Using Clojure+Spark to Find All the Topics on the Interwebs

Hunter Kelly at Clojure/conj 2015

The latest generation of big data tools such as Apache Spark routinely handle petabytes of data while also addressing real-world realities like node and network failures. Spark's (http://spark.apache.org) transformations and operations on data sets are a natural fit with Clojure's everyday use of transformations and reductions. Spark MLlib's excellent implementations of distributed machine learning algorithms puts the power of large-scale analytics in the hands of Clojure developers. At Zalando's Dublin Fashion Insights Centre, we're using the Clojure bindings to Spark and MLlib to answer fashion-related questions that until recently have been nearly impossible to answer quantitatively.

At the Dublin Fashion Insights Centre, we are exploring methods of categorising the web into a set of known fashion related topics. This raises questions such as: How many fashion related topics are there? How closely are they related to each other, or to other non-fashion topics? Furthermore, what topic hierarchies exist in this landscape? Using Clojure and MLlib to harness the data available from crowd-sourced websites such as DMOZ (http://www.dmoz.org, a categorisation of millions of websites) and Common Crawl (http://commoncrawl.org, a monthly crawl of billions of websites), we are answering these questions to understand fashion in a quantitative manner.

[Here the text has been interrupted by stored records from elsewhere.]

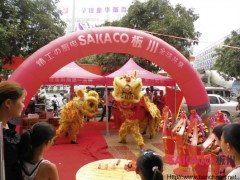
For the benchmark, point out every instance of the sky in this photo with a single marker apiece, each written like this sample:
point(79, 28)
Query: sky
point(217, 18)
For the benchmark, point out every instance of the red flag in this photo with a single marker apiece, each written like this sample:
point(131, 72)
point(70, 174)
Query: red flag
point(80, 27)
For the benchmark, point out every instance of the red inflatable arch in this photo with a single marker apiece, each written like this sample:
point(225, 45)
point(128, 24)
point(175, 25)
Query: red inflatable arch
point(43, 63)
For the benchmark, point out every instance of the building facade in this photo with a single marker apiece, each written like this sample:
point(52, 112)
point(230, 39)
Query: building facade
point(81, 15)
point(206, 59)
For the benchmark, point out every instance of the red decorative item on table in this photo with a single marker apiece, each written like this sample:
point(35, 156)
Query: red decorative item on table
point(168, 142)
point(182, 159)
point(195, 136)
point(218, 161)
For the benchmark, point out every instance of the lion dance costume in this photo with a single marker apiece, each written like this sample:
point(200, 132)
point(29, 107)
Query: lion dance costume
point(72, 114)
point(137, 109)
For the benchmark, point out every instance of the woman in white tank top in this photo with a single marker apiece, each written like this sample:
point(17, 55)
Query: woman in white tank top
point(34, 143)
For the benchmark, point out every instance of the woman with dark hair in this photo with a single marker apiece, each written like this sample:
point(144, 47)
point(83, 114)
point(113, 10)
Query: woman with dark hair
point(149, 166)
point(34, 143)
point(12, 96)
point(230, 145)
point(217, 131)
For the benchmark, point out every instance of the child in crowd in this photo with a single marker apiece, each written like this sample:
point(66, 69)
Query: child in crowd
point(33, 144)
point(230, 145)
point(149, 166)
point(12, 96)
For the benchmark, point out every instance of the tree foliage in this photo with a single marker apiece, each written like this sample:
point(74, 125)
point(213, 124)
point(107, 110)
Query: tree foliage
point(27, 25)
point(160, 18)
point(228, 58)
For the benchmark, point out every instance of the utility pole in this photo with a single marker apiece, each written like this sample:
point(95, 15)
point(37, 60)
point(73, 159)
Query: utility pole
point(73, 17)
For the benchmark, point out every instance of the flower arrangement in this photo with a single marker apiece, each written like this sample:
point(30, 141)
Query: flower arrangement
point(213, 148)
point(167, 118)
point(197, 132)
point(182, 124)
point(219, 118)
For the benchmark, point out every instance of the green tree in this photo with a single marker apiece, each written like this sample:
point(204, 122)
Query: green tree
point(27, 25)
point(159, 18)
point(228, 58)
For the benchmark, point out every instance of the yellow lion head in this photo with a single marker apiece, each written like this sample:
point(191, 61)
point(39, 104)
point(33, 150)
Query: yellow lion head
point(87, 102)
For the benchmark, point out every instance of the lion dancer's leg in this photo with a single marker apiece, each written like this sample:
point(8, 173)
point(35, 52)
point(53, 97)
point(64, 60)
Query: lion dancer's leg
point(136, 133)
point(143, 125)
point(123, 131)
point(73, 132)
point(63, 127)
point(152, 128)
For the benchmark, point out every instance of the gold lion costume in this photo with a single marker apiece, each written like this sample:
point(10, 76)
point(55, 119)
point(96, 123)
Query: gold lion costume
point(72, 114)
point(136, 108)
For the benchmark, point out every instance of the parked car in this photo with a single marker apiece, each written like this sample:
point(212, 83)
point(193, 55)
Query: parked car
point(218, 103)
point(225, 93)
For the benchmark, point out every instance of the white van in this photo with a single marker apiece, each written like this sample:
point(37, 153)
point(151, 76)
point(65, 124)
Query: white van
point(226, 93)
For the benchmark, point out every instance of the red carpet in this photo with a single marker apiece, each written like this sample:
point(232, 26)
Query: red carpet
point(70, 157)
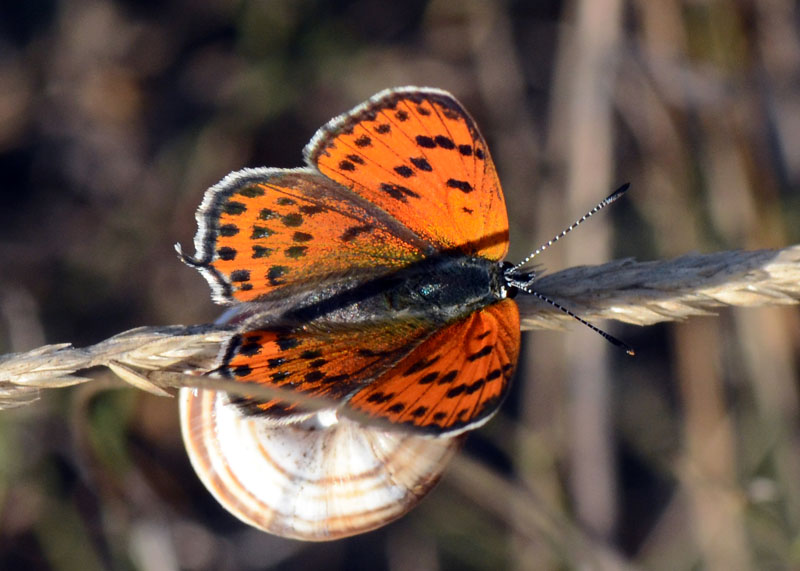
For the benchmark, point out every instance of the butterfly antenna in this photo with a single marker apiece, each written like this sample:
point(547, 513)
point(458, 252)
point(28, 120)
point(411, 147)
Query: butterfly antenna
point(608, 200)
point(607, 336)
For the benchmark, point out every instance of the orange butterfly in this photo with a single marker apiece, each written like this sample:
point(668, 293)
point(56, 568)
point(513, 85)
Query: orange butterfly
point(373, 276)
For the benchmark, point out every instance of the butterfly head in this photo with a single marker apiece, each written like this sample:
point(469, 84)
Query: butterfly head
point(516, 279)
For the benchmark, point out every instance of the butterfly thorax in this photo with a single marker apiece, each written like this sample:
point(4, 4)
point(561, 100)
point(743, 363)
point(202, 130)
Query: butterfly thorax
point(440, 289)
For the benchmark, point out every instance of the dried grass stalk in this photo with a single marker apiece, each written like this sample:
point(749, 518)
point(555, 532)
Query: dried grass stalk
point(159, 358)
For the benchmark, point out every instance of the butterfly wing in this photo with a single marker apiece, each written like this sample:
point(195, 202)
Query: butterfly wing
point(418, 155)
point(441, 381)
point(452, 382)
point(267, 231)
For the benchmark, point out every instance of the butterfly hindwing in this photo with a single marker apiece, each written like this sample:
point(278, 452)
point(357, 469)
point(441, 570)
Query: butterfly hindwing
point(329, 362)
point(418, 155)
point(454, 381)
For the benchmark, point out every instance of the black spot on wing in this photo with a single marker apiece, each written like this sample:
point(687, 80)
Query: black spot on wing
point(274, 275)
point(228, 230)
point(461, 185)
point(445, 142)
point(226, 253)
point(421, 163)
point(398, 192)
point(234, 208)
point(425, 142)
point(404, 171)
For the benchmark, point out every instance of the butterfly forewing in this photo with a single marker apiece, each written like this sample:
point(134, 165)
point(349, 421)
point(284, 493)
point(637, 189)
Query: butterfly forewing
point(263, 230)
point(418, 155)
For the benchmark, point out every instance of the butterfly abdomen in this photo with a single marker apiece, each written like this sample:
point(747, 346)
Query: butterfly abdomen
point(446, 288)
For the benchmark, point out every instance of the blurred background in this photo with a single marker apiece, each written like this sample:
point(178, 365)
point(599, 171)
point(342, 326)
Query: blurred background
point(116, 116)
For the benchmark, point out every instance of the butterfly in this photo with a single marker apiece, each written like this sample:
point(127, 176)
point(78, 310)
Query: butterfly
point(373, 276)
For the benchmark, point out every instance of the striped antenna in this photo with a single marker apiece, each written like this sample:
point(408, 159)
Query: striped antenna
point(525, 282)
point(611, 198)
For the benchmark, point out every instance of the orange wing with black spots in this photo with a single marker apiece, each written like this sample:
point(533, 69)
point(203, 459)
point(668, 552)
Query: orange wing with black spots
point(331, 363)
point(393, 188)
point(418, 155)
point(454, 381)
point(267, 230)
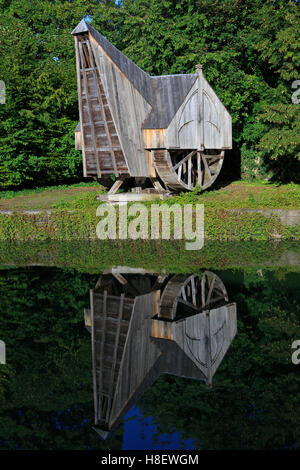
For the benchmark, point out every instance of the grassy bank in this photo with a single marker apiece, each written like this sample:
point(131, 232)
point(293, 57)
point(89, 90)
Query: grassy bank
point(161, 256)
point(69, 213)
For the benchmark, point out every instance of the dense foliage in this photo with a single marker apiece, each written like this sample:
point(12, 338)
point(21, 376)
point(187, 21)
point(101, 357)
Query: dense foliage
point(249, 50)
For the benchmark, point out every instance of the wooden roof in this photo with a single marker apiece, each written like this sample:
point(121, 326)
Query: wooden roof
point(164, 93)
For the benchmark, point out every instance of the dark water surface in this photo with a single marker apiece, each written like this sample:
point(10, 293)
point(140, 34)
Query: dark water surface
point(127, 359)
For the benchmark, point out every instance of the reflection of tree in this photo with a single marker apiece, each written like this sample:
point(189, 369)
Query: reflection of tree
point(46, 386)
point(255, 399)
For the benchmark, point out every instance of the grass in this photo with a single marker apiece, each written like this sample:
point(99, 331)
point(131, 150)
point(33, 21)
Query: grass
point(239, 194)
point(74, 212)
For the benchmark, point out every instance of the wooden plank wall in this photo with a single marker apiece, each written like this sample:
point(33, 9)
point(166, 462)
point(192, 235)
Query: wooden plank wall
point(129, 110)
point(184, 129)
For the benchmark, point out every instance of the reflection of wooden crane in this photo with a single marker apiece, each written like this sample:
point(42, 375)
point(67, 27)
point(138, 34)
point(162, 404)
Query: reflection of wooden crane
point(146, 325)
point(172, 129)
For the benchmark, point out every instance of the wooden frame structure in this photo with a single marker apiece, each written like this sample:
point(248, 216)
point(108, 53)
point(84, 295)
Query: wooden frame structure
point(145, 325)
point(171, 129)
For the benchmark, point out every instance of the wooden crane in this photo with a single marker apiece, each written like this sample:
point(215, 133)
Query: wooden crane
point(171, 130)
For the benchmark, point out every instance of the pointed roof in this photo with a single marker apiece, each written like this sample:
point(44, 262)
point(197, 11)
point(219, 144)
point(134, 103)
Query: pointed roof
point(82, 27)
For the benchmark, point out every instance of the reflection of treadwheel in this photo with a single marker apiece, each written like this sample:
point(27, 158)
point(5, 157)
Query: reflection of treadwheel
point(184, 169)
point(184, 296)
point(131, 285)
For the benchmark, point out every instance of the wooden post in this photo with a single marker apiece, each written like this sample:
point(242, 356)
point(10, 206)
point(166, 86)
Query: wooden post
point(200, 106)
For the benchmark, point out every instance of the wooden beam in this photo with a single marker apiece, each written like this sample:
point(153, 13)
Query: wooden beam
point(187, 157)
point(89, 112)
point(94, 71)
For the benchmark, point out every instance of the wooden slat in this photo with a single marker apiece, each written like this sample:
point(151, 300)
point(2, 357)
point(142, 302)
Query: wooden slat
point(89, 112)
point(101, 101)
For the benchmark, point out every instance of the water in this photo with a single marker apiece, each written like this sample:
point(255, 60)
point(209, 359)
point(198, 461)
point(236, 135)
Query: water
point(198, 360)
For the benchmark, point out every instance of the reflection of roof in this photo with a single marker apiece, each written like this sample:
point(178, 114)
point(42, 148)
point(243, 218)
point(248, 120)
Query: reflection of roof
point(164, 93)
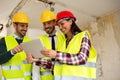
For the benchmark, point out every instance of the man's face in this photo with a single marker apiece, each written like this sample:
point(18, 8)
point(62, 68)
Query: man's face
point(49, 26)
point(21, 29)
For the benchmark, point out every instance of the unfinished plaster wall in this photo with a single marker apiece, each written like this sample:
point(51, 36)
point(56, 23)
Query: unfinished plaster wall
point(106, 40)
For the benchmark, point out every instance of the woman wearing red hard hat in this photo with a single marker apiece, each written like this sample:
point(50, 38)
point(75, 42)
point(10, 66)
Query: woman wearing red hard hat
point(76, 59)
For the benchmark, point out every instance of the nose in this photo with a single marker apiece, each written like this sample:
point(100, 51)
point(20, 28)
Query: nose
point(46, 25)
point(25, 27)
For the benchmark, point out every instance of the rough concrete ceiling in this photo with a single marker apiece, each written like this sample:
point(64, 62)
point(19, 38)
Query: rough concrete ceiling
point(85, 10)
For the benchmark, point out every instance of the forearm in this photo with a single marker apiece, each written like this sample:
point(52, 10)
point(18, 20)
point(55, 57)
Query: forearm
point(46, 64)
point(5, 57)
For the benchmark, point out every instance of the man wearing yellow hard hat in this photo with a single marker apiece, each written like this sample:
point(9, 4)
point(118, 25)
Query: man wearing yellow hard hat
point(51, 40)
point(12, 56)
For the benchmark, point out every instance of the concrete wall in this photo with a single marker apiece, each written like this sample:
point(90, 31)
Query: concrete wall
point(106, 40)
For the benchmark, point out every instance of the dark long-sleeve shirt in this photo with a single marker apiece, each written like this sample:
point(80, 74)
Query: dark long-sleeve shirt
point(67, 58)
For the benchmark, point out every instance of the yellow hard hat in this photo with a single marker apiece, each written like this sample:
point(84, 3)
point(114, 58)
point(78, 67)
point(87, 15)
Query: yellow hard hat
point(47, 15)
point(20, 17)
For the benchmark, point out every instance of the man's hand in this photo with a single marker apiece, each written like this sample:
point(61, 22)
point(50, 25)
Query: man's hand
point(17, 49)
point(49, 53)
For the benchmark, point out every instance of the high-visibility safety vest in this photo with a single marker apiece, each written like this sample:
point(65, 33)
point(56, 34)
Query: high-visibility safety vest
point(17, 68)
point(44, 74)
point(76, 72)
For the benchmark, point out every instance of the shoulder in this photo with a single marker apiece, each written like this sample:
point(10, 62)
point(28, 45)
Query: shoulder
point(2, 40)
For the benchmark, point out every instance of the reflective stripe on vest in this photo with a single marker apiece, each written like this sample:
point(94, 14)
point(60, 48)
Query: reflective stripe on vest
point(17, 66)
point(78, 72)
point(45, 75)
point(13, 79)
point(70, 78)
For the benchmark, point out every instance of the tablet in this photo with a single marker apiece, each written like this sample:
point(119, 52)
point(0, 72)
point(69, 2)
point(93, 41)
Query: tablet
point(33, 47)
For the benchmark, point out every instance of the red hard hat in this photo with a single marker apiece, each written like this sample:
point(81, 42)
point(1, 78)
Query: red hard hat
point(65, 14)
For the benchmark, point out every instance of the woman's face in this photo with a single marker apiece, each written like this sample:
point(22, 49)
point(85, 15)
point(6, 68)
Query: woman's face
point(65, 26)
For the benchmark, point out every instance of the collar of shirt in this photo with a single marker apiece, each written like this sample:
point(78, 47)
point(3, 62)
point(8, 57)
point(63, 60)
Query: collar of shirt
point(49, 36)
point(17, 37)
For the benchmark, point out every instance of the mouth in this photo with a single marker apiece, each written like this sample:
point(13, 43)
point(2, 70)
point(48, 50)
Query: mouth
point(23, 32)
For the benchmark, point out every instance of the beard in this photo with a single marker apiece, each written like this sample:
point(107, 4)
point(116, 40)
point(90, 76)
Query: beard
point(49, 30)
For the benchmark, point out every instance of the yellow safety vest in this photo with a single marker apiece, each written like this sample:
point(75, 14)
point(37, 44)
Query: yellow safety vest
point(76, 72)
point(17, 68)
point(47, 75)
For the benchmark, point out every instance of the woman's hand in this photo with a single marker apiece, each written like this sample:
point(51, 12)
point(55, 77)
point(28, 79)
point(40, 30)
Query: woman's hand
point(30, 58)
point(49, 53)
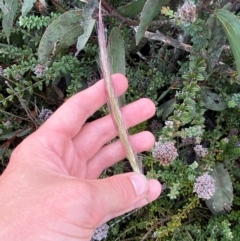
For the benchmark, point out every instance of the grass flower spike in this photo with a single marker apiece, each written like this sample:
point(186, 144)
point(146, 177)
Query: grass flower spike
point(112, 99)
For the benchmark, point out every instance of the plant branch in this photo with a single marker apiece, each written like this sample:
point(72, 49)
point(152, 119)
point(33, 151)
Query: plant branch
point(163, 38)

About the speaker: Hunter Kelly is a software engineer at Zalando's Fashion Insights Centre in Dublin, Ireland, where he works on an interesting mix of big data and machine learning projects. He's a graduate of the University of California at Berkeley, where he pretty much lived in Emacs and spent too much time hacking in elisp. Ever since, he has yearned for a language with the expressive power of Lisp that could actually be used in the real world. Since learning about Clojure in its early days, he has enjoyed exploring how to think about and express problems in it. Before joining Zalando in 2015, he spent years in the trenches working at companies such as Pixar, Google, a few dot booms, and a few dot flops.